The Oxford brain study is one of an increasing number that are tracking the course of Covid-19 over time. How long does Long Covid last? When will the “brain fog” lift? What can help? Researchers, clinicians—and above all patients—are eager for answers. The National Institutes of Health is allocating more than $1 billion to research investigating Long Covid in all its multi-organ complexity—causes, manifestations, natural history, and treatments.

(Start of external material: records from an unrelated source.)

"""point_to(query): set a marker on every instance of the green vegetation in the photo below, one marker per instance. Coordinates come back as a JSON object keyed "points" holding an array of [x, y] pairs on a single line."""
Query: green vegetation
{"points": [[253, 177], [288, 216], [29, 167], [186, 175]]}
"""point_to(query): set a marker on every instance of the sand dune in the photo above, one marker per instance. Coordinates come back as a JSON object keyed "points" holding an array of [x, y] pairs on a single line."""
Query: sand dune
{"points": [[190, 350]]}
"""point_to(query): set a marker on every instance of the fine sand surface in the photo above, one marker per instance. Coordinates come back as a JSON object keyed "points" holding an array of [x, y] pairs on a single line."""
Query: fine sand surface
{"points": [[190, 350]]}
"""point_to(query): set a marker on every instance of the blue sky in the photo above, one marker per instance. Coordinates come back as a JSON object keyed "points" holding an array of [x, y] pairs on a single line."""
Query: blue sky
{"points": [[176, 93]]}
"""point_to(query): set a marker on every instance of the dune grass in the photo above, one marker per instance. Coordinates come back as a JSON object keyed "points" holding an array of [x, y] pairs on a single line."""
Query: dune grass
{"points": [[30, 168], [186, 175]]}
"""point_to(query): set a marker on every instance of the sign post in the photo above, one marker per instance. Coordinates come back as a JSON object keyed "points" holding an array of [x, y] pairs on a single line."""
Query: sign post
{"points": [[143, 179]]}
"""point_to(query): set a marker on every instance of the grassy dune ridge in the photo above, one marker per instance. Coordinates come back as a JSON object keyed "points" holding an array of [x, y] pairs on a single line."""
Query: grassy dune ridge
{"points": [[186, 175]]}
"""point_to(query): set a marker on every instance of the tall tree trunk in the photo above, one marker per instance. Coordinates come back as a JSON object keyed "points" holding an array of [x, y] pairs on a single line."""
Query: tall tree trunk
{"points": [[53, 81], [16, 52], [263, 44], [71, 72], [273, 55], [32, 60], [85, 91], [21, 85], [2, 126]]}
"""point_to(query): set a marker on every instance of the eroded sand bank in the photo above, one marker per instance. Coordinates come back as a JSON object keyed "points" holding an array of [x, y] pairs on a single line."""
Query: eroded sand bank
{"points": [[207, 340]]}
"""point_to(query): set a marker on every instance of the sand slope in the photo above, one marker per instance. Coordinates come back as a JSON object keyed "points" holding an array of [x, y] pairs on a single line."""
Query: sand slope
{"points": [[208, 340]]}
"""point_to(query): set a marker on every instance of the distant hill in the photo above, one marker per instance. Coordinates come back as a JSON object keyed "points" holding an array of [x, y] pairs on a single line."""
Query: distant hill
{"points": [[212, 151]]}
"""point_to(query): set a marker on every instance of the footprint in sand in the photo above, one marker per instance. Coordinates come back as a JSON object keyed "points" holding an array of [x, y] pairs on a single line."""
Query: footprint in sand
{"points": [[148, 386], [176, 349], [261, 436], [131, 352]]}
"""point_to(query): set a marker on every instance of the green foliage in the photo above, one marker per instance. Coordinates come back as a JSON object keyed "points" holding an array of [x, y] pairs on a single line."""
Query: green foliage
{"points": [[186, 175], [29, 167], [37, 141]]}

Frontera has finished a six-month follow-up evaluation of anxiety, fatigue, and other neurological symptoms in her NYU group of hospitalized Covid-19 patients and plans another at one year. “We’re looking at trajectories of recovery,” says Frontera, who is also on the steering committee of the Covid-19 Neuro Databank/Biobank, funded by the NINDS and maintained by NYU. This project will collect information on neurological symptoms and the course of the disease from health care providers, hospitals, and researchers across the country, along with biological materials such as blood and CSF.
“We may see regional variations in viral genotype and get information on different strategies used with different patients,” she says. “Hopefully we’ll answer some questions about underlying etiology.”

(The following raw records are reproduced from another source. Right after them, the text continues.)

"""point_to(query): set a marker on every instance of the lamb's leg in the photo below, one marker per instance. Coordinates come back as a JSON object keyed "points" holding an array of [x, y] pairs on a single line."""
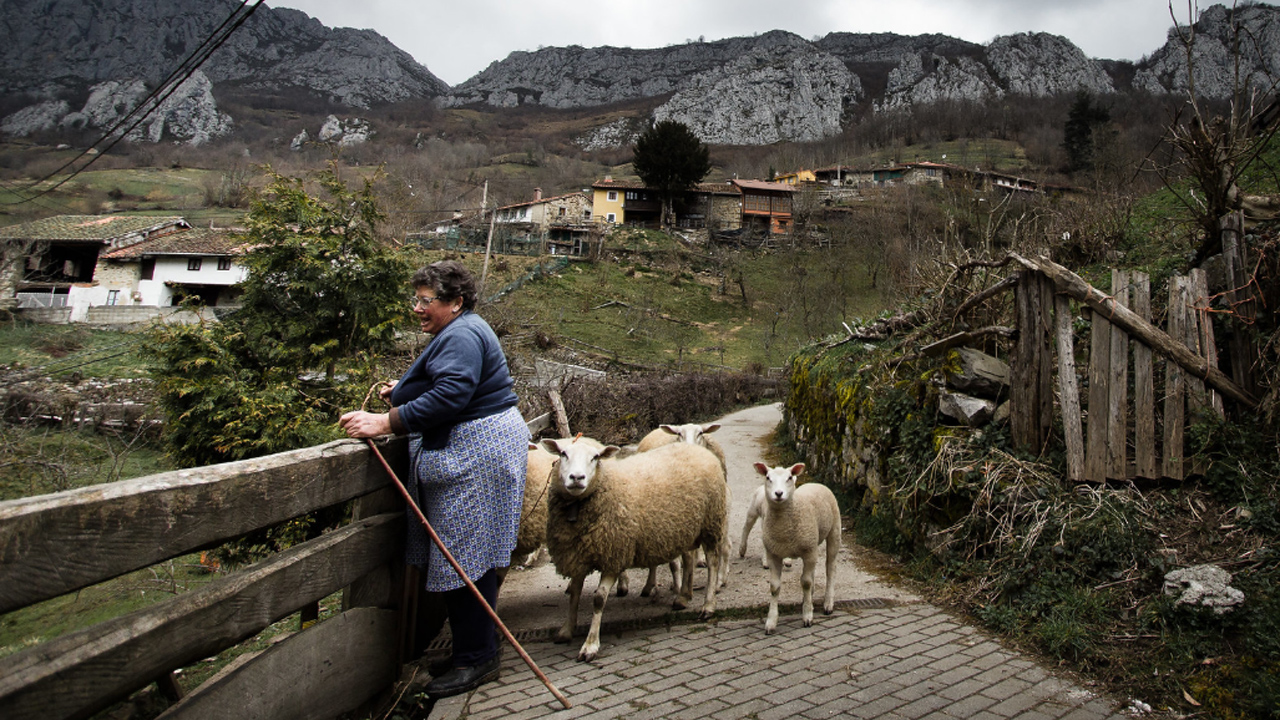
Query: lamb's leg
{"points": [[650, 583], [810, 561], [575, 593], [593, 638], [753, 513], [771, 623], [686, 584], [676, 572], [828, 601], [713, 578]]}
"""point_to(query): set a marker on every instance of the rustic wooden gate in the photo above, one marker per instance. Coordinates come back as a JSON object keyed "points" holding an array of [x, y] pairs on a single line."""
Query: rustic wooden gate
{"points": [[1123, 429]]}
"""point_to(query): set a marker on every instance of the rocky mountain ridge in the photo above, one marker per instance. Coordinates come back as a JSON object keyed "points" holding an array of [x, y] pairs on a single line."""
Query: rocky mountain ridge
{"points": [[67, 59]]}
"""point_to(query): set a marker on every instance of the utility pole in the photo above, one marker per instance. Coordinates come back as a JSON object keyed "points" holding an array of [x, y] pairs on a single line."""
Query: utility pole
{"points": [[488, 247]]}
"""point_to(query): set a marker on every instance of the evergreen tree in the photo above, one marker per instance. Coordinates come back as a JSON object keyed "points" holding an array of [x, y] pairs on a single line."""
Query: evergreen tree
{"points": [[670, 159], [321, 294], [1083, 121]]}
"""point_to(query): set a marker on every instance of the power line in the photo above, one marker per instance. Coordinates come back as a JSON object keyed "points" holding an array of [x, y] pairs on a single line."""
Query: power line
{"points": [[152, 101]]}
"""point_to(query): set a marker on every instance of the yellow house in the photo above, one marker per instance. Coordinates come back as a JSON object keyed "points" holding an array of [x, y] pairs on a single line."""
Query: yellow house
{"points": [[625, 203], [795, 178]]}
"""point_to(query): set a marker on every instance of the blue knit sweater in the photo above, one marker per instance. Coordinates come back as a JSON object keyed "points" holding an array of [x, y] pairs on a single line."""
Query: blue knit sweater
{"points": [[461, 376]]}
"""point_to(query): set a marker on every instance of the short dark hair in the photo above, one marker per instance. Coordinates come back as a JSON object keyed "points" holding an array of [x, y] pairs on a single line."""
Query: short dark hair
{"points": [[448, 279]]}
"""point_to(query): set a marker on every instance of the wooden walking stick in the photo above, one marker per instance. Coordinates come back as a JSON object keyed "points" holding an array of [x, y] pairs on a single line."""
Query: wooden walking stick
{"points": [[462, 574]]}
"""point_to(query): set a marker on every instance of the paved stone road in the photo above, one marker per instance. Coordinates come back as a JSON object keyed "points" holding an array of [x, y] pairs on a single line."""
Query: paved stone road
{"points": [[883, 654]]}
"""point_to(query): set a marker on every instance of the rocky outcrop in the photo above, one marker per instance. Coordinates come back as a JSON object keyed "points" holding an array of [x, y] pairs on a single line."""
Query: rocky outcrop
{"points": [[933, 78], [784, 91], [1040, 64], [1212, 37], [188, 114], [51, 48], [583, 77]]}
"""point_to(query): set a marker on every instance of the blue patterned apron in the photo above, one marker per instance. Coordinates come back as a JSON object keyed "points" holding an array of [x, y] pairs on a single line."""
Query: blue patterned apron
{"points": [[471, 492]]}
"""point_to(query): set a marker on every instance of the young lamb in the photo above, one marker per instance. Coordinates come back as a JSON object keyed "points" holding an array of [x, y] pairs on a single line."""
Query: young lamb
{"points": [[608, 515], [753, 513], [796, 520], [693, 433], [533, 514]]}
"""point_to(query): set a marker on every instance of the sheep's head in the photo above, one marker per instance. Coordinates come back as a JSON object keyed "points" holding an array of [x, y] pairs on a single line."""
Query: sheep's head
{"points": [[691, 432], [780, 482], [577, 463]]}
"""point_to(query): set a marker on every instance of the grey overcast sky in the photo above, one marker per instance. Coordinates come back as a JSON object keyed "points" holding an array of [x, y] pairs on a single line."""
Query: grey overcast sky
{"points": [[457, 39]]}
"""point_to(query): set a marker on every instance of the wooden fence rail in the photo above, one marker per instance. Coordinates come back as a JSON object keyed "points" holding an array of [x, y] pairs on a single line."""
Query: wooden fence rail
{"points": [[1114, 433], [58, 543]]}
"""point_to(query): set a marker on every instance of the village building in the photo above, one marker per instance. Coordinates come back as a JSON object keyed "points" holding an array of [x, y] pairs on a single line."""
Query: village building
{"points": [[50, 263], [114, 269], [766, 205], [558, 226]]}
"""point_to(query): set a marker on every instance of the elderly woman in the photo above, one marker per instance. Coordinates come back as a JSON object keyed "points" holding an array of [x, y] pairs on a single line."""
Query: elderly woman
{"points": [[467, 445]]}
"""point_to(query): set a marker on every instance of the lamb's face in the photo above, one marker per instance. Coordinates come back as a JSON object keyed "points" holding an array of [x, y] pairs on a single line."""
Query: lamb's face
{"points": [[780, 483], [577, 463], [691, 432]]}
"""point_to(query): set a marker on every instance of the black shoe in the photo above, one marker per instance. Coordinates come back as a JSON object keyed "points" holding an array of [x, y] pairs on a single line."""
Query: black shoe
{"points": [[440, 666], [464, 679]]}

A consortium of researchers from 30 countries are participating in a study to trace a possible path from Covid-19 to neurodegenerative diseases, particularly dementia. “It’s a ‘study of studies,’” says Heather Snyder, vice president, Medical and Scientific Relations, of the Alzheimer’s Association, which is funding the initial effort. “Groups around the world will collect blood, MRI images, clinical data, depending on their resources. Some studies will involve hospitalized individuals only; other studies, patients in the community.”
The resulting trove of data will be pooled, shared, and subjected to meta-analysis “to identify associations and connections, and answer some of the big questions about the long-term impact of Covid-19 on the brain and nervous system,” she says.
Sudra Seshadri, founding director of the Glenn Biggs Institute for Alzheimer’s & Neurodegenerative Diseases at University of Texas, San Antonio, and coauthor of a paper that outlined the rationale for the project, notes that inflammation is prominent among the effects of SARS-CoV-2. “We know that immune problems have a role in Alzheimer’s disease, too. And direct effects of the virus, such as increasing clotting tendency, might lead to small strokes, which tend to worsen dementia.”
Earlier researchers have suggested a link between diverse viral infections and Alzheimer’s disease, she points out. The plan is to follow participants for 18 months or longer, tracking variables including cognitive functioning. All ages will be involved, “but we are focusing on older people [including] some who have MCI (mild cognitive impairment) and early Alzheimer’s,” says Seshadri.
This particular area of research is poised to accelerate. The National Institute on Aging recently called for grant proposals to fund projects exploring the impact of Covid-19 on neurodegenerative disorders and the aging process.
A year-plus into the pandemic, the story is far from over. Although vaccination stands to stem the tide, Covid-19 won’t be gone overnight, and variants of the SARS-CoV-2 virus, according to many experts, are likely to be around for a long time.
And even if just ten percent of those infected develop persistent symptoms, with 130 million cases worldwide and counting, that’s a lot of need for whatever neuroscience can deliver. “If we know whether they are due to neuroinvasion, autoimmune, vascular, or other mechanisms, it will change how we manage symptoms and the disease long-term,” says Song. “We often forget why we do this research. Ultimately, it’s to help patients.”